I fenomeni metereologici intensi hanno perso la loro eccezionalita’ per diventare sempre piu’ frequenti, come confermano i dati Ispra (Annuario dei dati ambientali 2011, Ispra 2012) relativi alla quantita’ di pioggia caduta nei principali eventi alluvionali dal 2009 ad oggi.
In Sicilia, invece, nell’evento del 2009 la quantita’ di pioggia caduta in una sola giornata e’ stata pari al 78% della precipitazione media annua di tutta la regione. Negli eventi alluvionali della Toscana del 2010 e 2011, in una sola giornata, la quantita’ di pioggia caduta al suolo e’ stata pari a circa il 40% delle precipitazioni medie annue della regione.

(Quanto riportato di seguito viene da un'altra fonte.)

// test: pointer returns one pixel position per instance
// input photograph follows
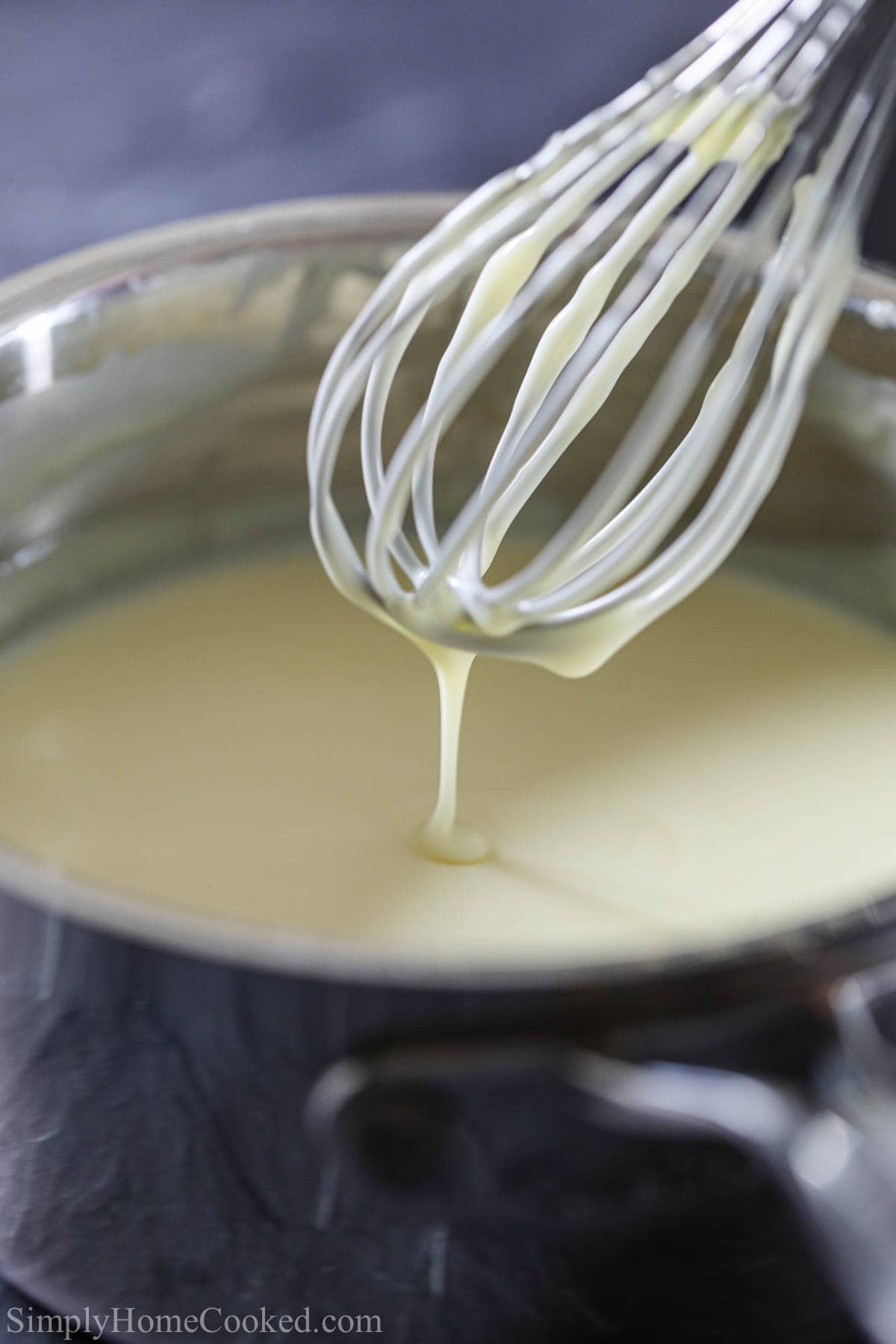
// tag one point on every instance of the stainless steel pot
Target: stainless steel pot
(193, 1112)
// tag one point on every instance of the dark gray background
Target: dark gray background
(116, 114)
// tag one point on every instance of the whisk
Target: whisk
(788, 96)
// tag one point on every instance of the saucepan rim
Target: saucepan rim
(771, 964)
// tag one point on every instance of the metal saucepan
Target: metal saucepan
(193, 1112)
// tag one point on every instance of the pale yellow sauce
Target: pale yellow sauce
(250, 745)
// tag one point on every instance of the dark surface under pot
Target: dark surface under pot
(492, 1211)
(153, 1151)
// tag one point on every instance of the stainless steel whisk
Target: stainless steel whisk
(788, 94)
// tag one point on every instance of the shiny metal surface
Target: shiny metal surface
(155, 401)
(155, 1070)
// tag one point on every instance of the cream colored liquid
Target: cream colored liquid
(250, 745)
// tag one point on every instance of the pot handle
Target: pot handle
(832, 1149)
(833, 1152)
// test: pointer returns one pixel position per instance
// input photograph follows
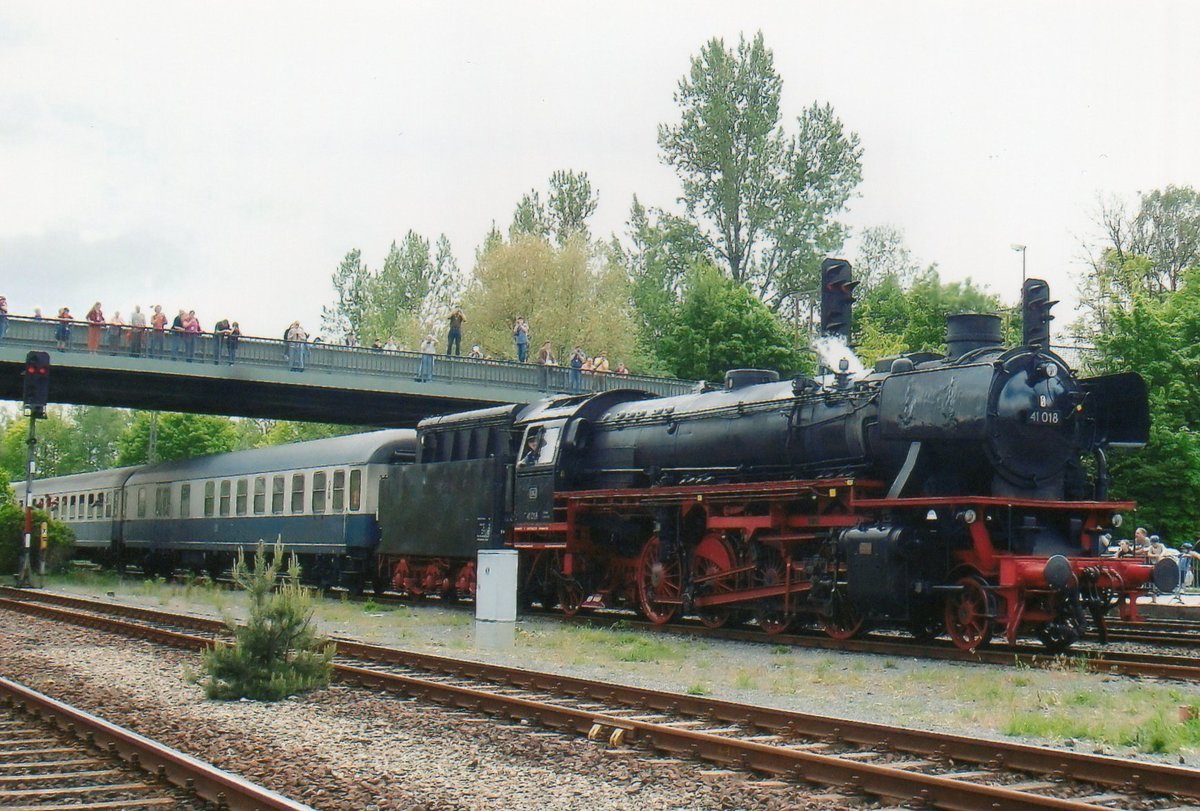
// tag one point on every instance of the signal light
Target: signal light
(36, 386)
(837, 298)
(1036, 306)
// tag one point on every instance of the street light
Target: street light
(1021, 250)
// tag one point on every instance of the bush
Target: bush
(276, 654)
(12, 534)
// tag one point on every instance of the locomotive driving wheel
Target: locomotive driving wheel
(844, 620)
(659, 583)
(772, 613)
(714, 554)
(970, 613)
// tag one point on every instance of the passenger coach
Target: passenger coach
(319, 497)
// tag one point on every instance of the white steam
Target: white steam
(832, 350)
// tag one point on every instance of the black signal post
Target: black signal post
(837, 298)
(36, 390)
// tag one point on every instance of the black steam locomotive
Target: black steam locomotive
(963, 493)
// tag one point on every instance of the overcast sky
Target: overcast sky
(225, 156)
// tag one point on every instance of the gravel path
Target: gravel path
(349, 749)
(1090, 712)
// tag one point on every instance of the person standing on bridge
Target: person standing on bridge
(63, 334)
(177, 335)
(137, 331)
(220, 335)
(159, 322)
(232, 337)
(115, 332)
(429, 348)
(298, 344)
(521, 337)
(456, 322)
(191, 331)
(95, 326)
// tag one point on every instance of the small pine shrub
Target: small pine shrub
(276, 654)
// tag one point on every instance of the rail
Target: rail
(318, 356)
(214, 785)
(933, 769)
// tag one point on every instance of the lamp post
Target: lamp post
(1020, 248)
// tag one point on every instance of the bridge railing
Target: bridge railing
(311, 358)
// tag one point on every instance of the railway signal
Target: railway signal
(1036, 306)
(37, 383)
(837, 298)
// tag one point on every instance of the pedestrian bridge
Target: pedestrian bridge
(349, 385)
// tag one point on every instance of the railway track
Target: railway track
(54, 757)
(879, 761)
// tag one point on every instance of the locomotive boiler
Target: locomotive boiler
(963, 493)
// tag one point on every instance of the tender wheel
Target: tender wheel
(713, 556)
(569, 596)
(1057, 637)
(844, 620)
(769, 613)
(970, 613)
(659, 583)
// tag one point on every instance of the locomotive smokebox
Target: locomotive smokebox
(738, 378)
(969, 331)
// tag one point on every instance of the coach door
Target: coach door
(533, 497)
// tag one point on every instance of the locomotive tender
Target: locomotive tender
(934, 493)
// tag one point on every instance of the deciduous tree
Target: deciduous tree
(765, 200)
(720, 325)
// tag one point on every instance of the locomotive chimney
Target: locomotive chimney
(1036, 306)
(967, 331)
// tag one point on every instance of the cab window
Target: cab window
(540, 445)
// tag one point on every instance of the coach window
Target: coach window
(297, 492)
(277, 487)
(318, 491)
(339, 491)
(355, 490)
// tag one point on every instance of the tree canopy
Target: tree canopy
(763, 199)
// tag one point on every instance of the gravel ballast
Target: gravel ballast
(346, 748)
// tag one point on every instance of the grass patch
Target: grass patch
(744, 680)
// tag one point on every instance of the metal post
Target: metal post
(25, 577)
(153, 440)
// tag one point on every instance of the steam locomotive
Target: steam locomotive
(963, 493)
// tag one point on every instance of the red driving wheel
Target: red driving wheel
(659, 583)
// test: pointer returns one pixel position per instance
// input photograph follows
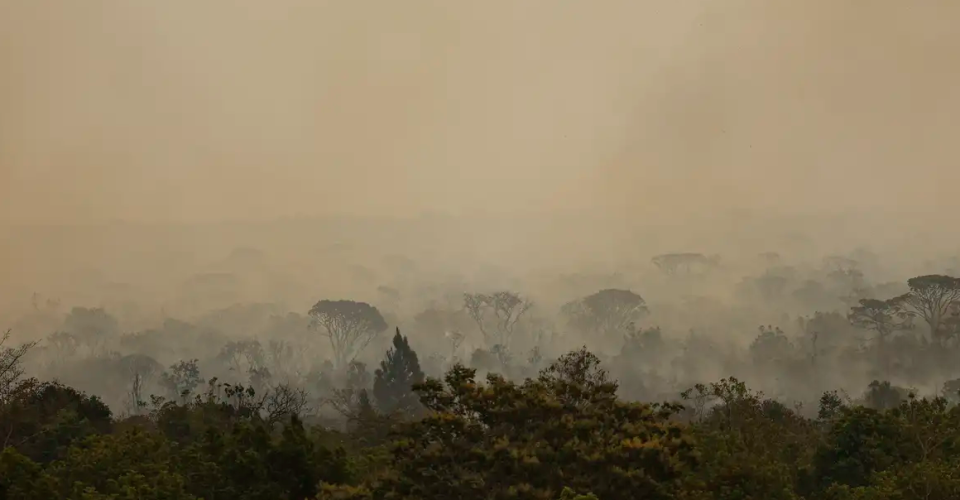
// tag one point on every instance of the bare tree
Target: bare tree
(931, 297)
(606, 312)
(506, 309)
(884, 317)
(349, 325)
(285, 401)
(11, 365)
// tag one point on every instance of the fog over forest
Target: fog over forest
(692, 190)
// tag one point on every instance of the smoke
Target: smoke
(181, 111)
(682, 124)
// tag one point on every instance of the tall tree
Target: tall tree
(506, 309)
(393, 382)
(349, 325)
(931, 297)
(606, 312)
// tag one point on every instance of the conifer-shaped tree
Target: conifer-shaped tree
(393, 381)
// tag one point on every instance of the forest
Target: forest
(688, 376)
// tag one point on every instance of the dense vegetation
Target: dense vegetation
(184, 412)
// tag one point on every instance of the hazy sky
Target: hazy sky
(187, 110)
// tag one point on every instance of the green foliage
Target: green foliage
(564, 434)
(393, 382)
(504, 440)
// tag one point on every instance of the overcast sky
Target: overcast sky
(248, 109)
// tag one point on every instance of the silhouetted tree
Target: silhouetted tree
(931, 297)
(349, 325)
(606, 312)
(393, 382)
(506, 308)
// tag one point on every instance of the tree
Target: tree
(393, 382)
(884, 317)
(349, 325)
(503, 440)
(91, 325)
(606, 312)
(11, 365)
(181, 379)
(931, 297)
(675, 263)
(506, 308)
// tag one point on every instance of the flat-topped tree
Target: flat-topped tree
(606, 312)
(931, 297)
(349, 325)
(885, 317)
(501, 310)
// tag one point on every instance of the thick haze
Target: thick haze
(192, 111)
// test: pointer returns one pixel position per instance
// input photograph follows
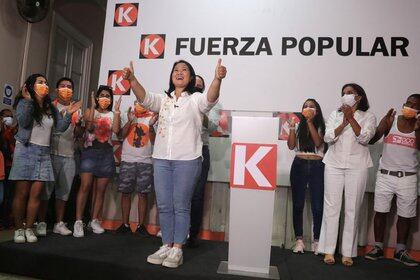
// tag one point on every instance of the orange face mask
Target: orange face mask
(138, 109)
(65, 93)
(104, 102)
(308, 112)
(409, 113)
(41, 89)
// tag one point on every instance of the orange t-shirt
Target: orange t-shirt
(2, 175)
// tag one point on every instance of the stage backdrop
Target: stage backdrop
(278, 53)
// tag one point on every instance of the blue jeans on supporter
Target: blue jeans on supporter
(307, 173)
(174, 186)
(197, 201)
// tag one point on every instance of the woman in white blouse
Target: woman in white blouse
(347, 160)
(177, 151)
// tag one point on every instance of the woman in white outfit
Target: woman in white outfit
(347, 160)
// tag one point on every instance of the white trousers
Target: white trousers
(353, 182)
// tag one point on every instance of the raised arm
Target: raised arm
(139, 91)
(214, 89)
(384, 126)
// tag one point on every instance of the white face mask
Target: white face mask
(348, 99)
(8, 121)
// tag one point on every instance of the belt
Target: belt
(398, 174)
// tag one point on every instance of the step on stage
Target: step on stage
(110, 256)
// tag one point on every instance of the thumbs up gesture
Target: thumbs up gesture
(128, 72)
(220, 72)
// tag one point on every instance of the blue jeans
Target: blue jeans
(307, 173)
(197, 201)
(174, 186)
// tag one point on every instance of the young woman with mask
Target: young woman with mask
(8, 129)
(177, 154)
(32, 167)
(348, 132)
(97, 158)
(307, 170)
(64, 165)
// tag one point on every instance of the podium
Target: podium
(253, 182)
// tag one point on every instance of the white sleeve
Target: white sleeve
(204, 105)
(152, 101)
(367, 130)
(329, 136)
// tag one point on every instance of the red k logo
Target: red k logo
(126, 14)
(253, 166)
(152, 46)
(117, 82)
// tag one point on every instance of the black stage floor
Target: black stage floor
(110, 256)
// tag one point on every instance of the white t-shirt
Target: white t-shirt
(41, 133)
(348, 150)
(137, 146)
(178, 136)
(400, 150)
(62, 143)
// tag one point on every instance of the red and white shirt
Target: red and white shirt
(400, 150)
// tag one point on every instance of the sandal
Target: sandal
(329, 259)
(347, 261)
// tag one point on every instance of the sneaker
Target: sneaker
(160, 255)
(30, 236)
(19, 236)
(96, 227)
(78, 229)
(299, 246)
(61, 228)
(123, 229)
(89, 226)
(192, 242)
(174, 258)
(375, 254)
(405, 258)
(314, 247)
(41, 229)
(141, 230)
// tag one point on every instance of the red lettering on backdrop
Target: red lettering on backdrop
(394, 139)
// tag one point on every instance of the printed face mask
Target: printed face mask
(41, 89)
(348, 99)
(408, 112)
(308, 112)
(8, 121)
(65, 93)
(104, 102)
(138, 109)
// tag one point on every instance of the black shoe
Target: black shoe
(123, 229)
(375, 254)
(405, 258)
(142, 231)
(192, 242)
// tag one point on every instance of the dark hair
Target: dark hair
(414, 95)
(306, 144)
(111, 93)
(65, 79)
(363, 103)
(39, 111)
(4, 111)
(204, 84)
(191, 85)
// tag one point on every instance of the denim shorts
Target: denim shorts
(31, 162)
(99, 162)
(135, 176)
(64, 170)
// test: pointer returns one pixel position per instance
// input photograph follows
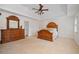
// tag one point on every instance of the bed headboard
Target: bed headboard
(52, 25)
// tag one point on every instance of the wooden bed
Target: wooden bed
(45, 34)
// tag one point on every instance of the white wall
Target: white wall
(65, 26)
(33, 24)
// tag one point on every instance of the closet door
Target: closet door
(77, 30)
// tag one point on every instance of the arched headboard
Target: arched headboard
(52, 25)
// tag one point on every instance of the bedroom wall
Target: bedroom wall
(33, 23)
(65, 26)
(3, 19)
(76, 34)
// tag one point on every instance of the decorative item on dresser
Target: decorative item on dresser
(13, 32)
(45, 34)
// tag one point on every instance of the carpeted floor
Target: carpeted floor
(32, 45)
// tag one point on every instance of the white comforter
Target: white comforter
(55, 33)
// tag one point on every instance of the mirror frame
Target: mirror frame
(13, 18)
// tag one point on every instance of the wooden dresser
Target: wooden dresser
(13, 31)
(9, 35)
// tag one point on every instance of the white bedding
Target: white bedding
(54, 31)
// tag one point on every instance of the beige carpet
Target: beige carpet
(32, 45)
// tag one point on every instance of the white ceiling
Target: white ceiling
(55, 10)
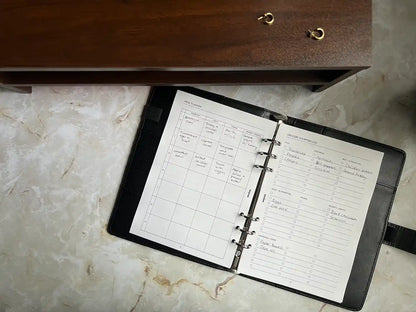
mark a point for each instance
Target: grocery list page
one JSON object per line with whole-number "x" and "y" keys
{"x": 202, "y": 176}
{"x": 312, "y": 211}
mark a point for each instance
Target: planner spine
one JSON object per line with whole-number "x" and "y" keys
{"x": 249, "y": 217}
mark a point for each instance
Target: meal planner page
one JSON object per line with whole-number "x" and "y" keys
{"x": 312, "y": 210}
{"x": 202, "y": 176}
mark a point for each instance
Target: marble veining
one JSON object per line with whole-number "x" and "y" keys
{"x": 62, "y": 156}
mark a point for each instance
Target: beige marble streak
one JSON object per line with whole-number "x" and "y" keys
{"x": 63, "y": 152}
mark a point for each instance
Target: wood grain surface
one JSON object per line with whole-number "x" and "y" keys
{"x": 184, "y": 36}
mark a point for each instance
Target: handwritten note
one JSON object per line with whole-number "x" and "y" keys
{"x": 201, "y": 178}
{"x": 312, "y": 211}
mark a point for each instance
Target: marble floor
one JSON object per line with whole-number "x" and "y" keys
{"x": 62, "y": 156}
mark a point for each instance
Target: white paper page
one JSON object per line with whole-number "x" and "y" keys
{"x": 201, "y": 178}
{"x": 312, "y": 211}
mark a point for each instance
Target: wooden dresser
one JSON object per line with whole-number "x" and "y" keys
{"x": 160, "y": 42}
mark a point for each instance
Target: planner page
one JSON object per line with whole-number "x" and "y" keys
{"x": 312, "y": 211}
{"x": 202, "y": 176}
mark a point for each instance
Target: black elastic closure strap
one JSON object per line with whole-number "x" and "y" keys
{"x": 400, "y": 237}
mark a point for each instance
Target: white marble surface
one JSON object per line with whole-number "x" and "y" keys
{"x": 63, "y": 152}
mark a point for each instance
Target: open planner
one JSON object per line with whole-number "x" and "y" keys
{"x": 276, "y": 199}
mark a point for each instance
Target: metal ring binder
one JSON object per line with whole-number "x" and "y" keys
{"x": 240, "y": 244}
{"x": 244, "y": 230}
{"x": 266, "y": 153}
{"x": 278, "y": 143}
{"x": 248, "y": 217}
{"x": 263, "y": 167}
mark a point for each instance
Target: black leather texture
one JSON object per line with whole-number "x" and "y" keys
{"x": 144, "y": 149}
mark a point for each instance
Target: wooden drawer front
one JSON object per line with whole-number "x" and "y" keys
{"x": 177, "y": 35}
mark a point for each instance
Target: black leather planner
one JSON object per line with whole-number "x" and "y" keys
{"x": 376, "y": 228}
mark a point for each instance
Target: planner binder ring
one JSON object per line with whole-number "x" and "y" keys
{"x": 280, "y": 118}
{"x": 240, "y": 244}
{"x": 245, "y": 230}
{"x": 267, "y": 154}
{"x": 248, "y": 217}
{"x": 263, "y": 167}
{"x": 272, "y": 141}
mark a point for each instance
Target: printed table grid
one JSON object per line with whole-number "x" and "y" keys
{"x": 239, "y": 134}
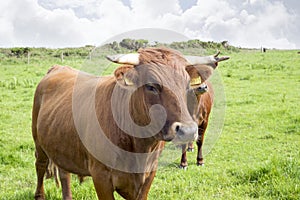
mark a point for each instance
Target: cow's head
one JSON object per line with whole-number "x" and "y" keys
{"x": 161, "y": 79}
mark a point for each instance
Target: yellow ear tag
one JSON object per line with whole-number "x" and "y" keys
{"x": 196, "y": 81}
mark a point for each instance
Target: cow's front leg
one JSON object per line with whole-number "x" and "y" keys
{"x": 65, "y": 180}
{"x": 201, "y": 131}
{"x": 183, "y": 162}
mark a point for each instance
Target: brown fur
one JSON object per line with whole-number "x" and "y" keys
{"x": 201, "y": 113}
{"x": 56, "y": 137}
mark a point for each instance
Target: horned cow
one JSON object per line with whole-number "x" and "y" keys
{"x": 113, "y": 128}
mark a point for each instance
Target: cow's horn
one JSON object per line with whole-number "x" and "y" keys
{"x": 205, "y": 59}
{"x": 131, "y": 58}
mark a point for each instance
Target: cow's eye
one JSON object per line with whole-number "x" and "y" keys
{"x": 152, "y": 88}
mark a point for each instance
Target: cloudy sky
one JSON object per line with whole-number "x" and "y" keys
{"x": 67, "y": 23}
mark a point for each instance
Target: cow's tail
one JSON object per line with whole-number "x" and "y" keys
{"x": 52, "y": 171}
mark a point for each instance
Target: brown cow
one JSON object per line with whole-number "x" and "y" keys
{"x": 200, "y": 109}
{"x": 112, "y": 128}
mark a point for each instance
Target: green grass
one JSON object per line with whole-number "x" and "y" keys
{"x": 256, "y": 157}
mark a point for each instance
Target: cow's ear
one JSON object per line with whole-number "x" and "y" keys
{"x": 199, "y": 73}
{"x": 125, "y": 75}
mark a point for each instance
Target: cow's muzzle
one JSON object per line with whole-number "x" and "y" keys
{"x": 183, "y": 132}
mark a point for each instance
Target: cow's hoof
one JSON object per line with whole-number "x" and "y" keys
{"x": 183, "y": 167}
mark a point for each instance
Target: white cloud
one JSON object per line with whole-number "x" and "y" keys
{"x": 60, "y": 23}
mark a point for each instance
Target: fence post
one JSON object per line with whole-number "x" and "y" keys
{"x": 62, "y": 56}
{"x": 28, "y": 58}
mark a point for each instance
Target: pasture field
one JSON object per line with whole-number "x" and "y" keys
{"x": 256, "y": 157}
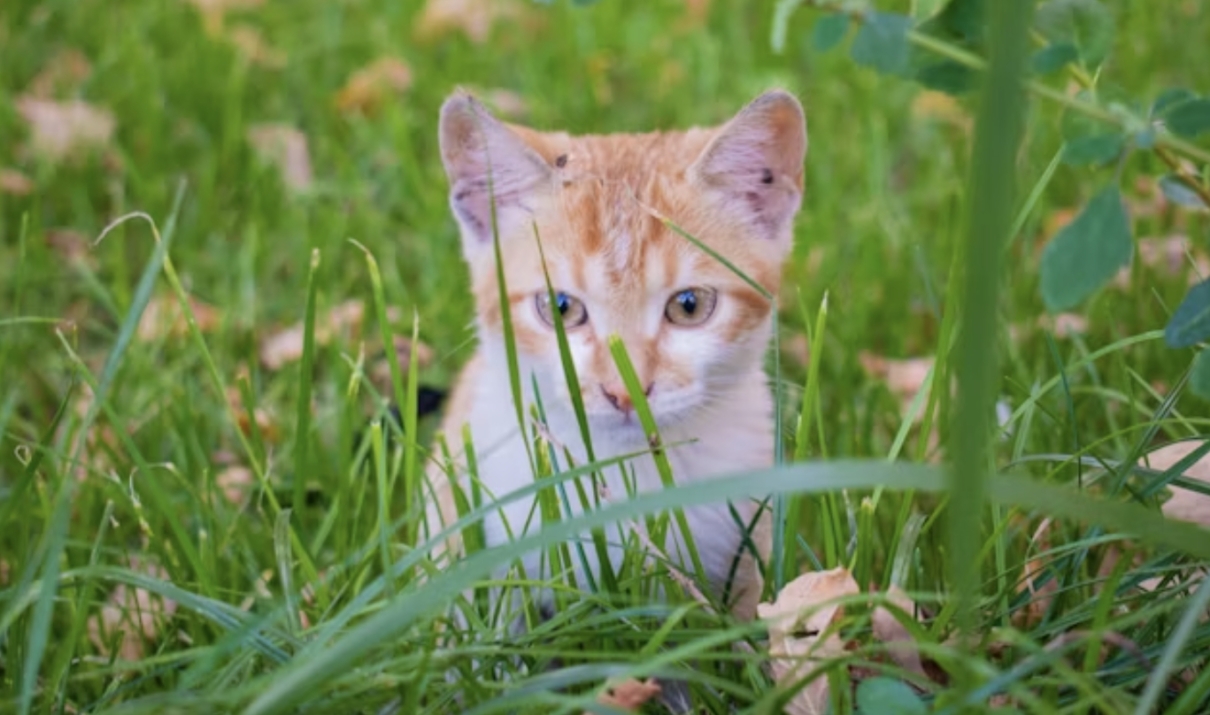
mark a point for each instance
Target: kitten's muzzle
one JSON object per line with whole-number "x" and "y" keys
{"x": 620, "y": 398}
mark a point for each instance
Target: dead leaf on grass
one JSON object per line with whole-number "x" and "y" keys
{"x": 904, "y": 378}
{"x": 474, "y": 18}
{"x": 163, "y": 318}
{"x": 236, "y": 483}
{"x": 1183, "y": 505}
{"x": 797, "y": 620}
{"x": 283, "y": 148}
{"x": 15, "y": 183}
{"x": 134, "y": 611}
{"x": 61, "y": 76}
{"x": 941, "y": 108}
{"x": 629, "y": 695}
{"x": 254, "y": 47}
{"x": 384, "y": 79}
{"x": 891, "y": 630}
{"x": 286, "y": 346}
{"x": 1064, "y": 324}
{"x": 62, "y": 130}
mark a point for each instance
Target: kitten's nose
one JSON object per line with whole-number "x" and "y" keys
{"x": 620, "y": 398}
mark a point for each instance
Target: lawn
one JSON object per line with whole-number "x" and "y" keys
{"x": 211, "y": 513}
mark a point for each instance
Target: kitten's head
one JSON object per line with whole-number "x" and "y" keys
{"x": 691, "y": 326}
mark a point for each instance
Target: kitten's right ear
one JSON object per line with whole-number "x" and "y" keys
{"x": 484, "y": 159}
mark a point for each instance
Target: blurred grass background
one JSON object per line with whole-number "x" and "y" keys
{"x": 188, "y": 82}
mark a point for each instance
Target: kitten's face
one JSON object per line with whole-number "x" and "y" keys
{"x": 691, "y": 326}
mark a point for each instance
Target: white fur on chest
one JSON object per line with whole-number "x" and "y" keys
{"x": 735, "y": 434}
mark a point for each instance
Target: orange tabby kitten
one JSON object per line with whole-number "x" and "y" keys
{"x": 695, "y": 330}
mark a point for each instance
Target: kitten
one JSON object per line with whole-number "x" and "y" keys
{"x": 695, "y": 330}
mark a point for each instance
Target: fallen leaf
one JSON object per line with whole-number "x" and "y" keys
{"x": 1041, "y": 595}
{"x": 162, "y": 317}
{"x": 15, "y": 183}
{"x": 368, "y": 87}
{"x": 71, "y": 244}
{"x": 797, "y": 618}
{"x": 887, "y": 628}
{"x": 136, "y": 611}
{"x": 286, "y": 346}
{"x": 904, "y": 378}
{"x": 62, "y": 75}
{"x": 405, "y": 351}
{"x": 1185, "y": 505}
{"x": 235, "y": 483}
{"x": 629, "y": 695}
{"x": 59, "y": 130}
{"x": 474, "y": 18}
{"x": 941, "y": 108}
{"x": 1064, "y": 324}
{"x": 254, "y": 47}
{"x": 214, "y": 11}
{"x": 284, "y": 148}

In Liguria la quantita’ di pioggia caduta nelle due giornate piu’ critiche del 2011 tra fine ottobre e inizio novembre ha superato il 65% della piovosita’ media annua della regione. E se frane e alluvioni non sono purtroppo una novita’ nel nostro Paese, i dati disponibili dal 1948 al 2011 mostrano come le regioni colpite siano raddoppiate negli ultimi dieci anni, passando da quattro a otto.
"Il dibattito e’ tuttora incentrato su come reperire le risorse da destinare al contrasto del rischio idrogeologico, che e’ un punto fondamentale – commenta il presidente di Legambiente Vittorio Cogliati Dezza -. Occorre anche chiedersi, pero’, quale debba essere un’efficace politica di prevenzione e difesa del suolo, che non si limiti a interventi puntuali. Serve un Piano nazionale che preveda un’azione urgente ed efficace per la mitigazione del rischio, che stabilisca strumenti e priorita’ d’intervento e formuli una nuova proposta di gestione del territorio. Per questo e’ necessario il coinvolgimento di tutti i soggetti portatori d’interesse: la comunita’ scientifica, gli esperti, gli enti competenti, le amministrazioni locali interessate, il mondo dell’agricoltura, le associazioni ambientaliste e i cittadini che vivono nei territori a rischio". "Inoltre – aggiunge Cogliati Dezza – la manutenzione del territorio assume un ruolo cruciale, soprattutto se tradotta in presidio territoriale svolto dalle Comunita’ locali. Infine si dovra’ applicare una politica attiva di ‘convivenza con il rischio’, sistemi di previsione delle piene e di allerta e piani di protezione civile aggiornati, testati e conosciuti dalla popolazione".